# SHAP Explainability Layer\nImplementation of feature-level explanations for the Hybrid Credit Scoring pipeline.

In [6]:
import pandas as pd
import numpy as np
import shap
import joblib
import json
import warnings

# Suppress warnings
warnings.filterwarnings('ignore')

print("✅ Setup complete. SHAP version:", shap.__version__)

✅ Setup complete.
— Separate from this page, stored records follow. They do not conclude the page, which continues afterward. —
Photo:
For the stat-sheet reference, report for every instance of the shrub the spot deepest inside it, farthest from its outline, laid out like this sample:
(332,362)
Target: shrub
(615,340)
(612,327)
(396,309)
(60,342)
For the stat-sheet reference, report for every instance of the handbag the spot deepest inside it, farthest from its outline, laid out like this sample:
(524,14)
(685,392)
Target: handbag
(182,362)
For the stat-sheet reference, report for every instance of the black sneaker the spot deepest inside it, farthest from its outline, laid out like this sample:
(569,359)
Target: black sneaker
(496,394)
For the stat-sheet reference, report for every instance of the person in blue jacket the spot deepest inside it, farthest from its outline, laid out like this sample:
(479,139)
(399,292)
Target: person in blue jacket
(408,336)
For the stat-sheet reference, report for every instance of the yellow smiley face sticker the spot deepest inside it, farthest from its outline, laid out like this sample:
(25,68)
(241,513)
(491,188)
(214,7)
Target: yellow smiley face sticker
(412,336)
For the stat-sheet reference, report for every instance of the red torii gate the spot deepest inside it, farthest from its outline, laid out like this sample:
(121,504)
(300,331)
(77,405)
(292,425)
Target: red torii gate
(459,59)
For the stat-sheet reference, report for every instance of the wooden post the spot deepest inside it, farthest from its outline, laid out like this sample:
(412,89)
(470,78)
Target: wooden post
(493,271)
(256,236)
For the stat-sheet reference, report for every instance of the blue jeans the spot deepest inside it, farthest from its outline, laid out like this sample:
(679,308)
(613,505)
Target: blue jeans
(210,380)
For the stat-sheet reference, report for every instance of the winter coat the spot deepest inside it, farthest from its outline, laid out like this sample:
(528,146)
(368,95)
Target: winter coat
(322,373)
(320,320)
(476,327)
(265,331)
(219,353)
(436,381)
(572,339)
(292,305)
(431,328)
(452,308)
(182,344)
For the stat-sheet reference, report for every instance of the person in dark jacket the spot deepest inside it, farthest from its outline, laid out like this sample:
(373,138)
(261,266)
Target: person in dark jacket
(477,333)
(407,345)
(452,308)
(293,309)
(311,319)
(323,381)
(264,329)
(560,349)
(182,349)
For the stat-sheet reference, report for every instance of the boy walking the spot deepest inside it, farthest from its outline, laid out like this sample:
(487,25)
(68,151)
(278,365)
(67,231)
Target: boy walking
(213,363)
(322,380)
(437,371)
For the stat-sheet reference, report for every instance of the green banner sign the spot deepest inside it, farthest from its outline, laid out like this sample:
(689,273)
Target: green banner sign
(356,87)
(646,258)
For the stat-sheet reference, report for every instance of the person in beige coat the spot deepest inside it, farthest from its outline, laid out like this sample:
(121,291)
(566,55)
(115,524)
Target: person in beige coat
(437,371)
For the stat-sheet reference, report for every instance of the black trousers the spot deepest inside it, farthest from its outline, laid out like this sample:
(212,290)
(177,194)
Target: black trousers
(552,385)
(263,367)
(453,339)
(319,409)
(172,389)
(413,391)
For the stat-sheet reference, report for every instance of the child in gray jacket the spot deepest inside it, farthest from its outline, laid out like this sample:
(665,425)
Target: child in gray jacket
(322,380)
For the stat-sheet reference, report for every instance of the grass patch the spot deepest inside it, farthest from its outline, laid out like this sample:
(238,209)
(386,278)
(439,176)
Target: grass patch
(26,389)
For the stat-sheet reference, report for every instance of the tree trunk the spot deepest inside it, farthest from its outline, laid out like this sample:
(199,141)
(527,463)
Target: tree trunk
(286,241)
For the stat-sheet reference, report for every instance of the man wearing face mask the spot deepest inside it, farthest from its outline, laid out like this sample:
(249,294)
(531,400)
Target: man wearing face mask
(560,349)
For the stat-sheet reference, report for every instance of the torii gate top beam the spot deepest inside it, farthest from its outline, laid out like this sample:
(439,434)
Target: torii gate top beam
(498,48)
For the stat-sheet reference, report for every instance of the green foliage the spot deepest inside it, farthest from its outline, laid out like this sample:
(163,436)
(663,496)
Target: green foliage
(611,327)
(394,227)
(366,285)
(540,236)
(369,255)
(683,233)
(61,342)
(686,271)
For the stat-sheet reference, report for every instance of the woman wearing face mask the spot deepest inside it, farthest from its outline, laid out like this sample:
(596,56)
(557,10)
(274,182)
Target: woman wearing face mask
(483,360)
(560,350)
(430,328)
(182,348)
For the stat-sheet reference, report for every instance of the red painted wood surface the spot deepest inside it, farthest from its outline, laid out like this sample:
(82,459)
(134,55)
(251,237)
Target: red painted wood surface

SHAP version: 0.49.1


In [7]:
# Load Models
pd_model = joblib.load('pd_model.joblib')
pd_scaler = joblib.load('pd_scaler.joblib')
pd_features = joblib.load('pd_features.joblib')

iso_model = joblib.load('isolation_forest.joblib')
if_scaler = joblib.load('if_scaler.joblib')
# isolation forest features were: ["avgMonthlyIncome", "incomeCV", "expenseRatio", "emiRatio", "avgMonthlyBalance", "bounceCount"]
if_features = ["avgMonthlyIncome", "incomeCV", "expenseRatio", "emiRatio", "avgMonthlyBalance", "bounceCount"]

risk_model = joblib.load('risk_random_forest.joblib')
risk_features = joblib.load('risk_features.joblib')

# Load background data for SHAP initialization
# We use the synthetic feature files as background reference
bg_data = pd.read_csv('../data/synthetic/features_only.csv')

print("✅ Models and background data loaded.")

✅ Models and background data loaded.


In [8]:
# 1. PD Model Explainer (Linear)
# We use a sample of background data to initialize the explainer
X_pd_bg = pd_scaler.transform(bg_data[pd_features])
pd_explainer = shap.LinearExplainer(pd_model, X_pd_bg)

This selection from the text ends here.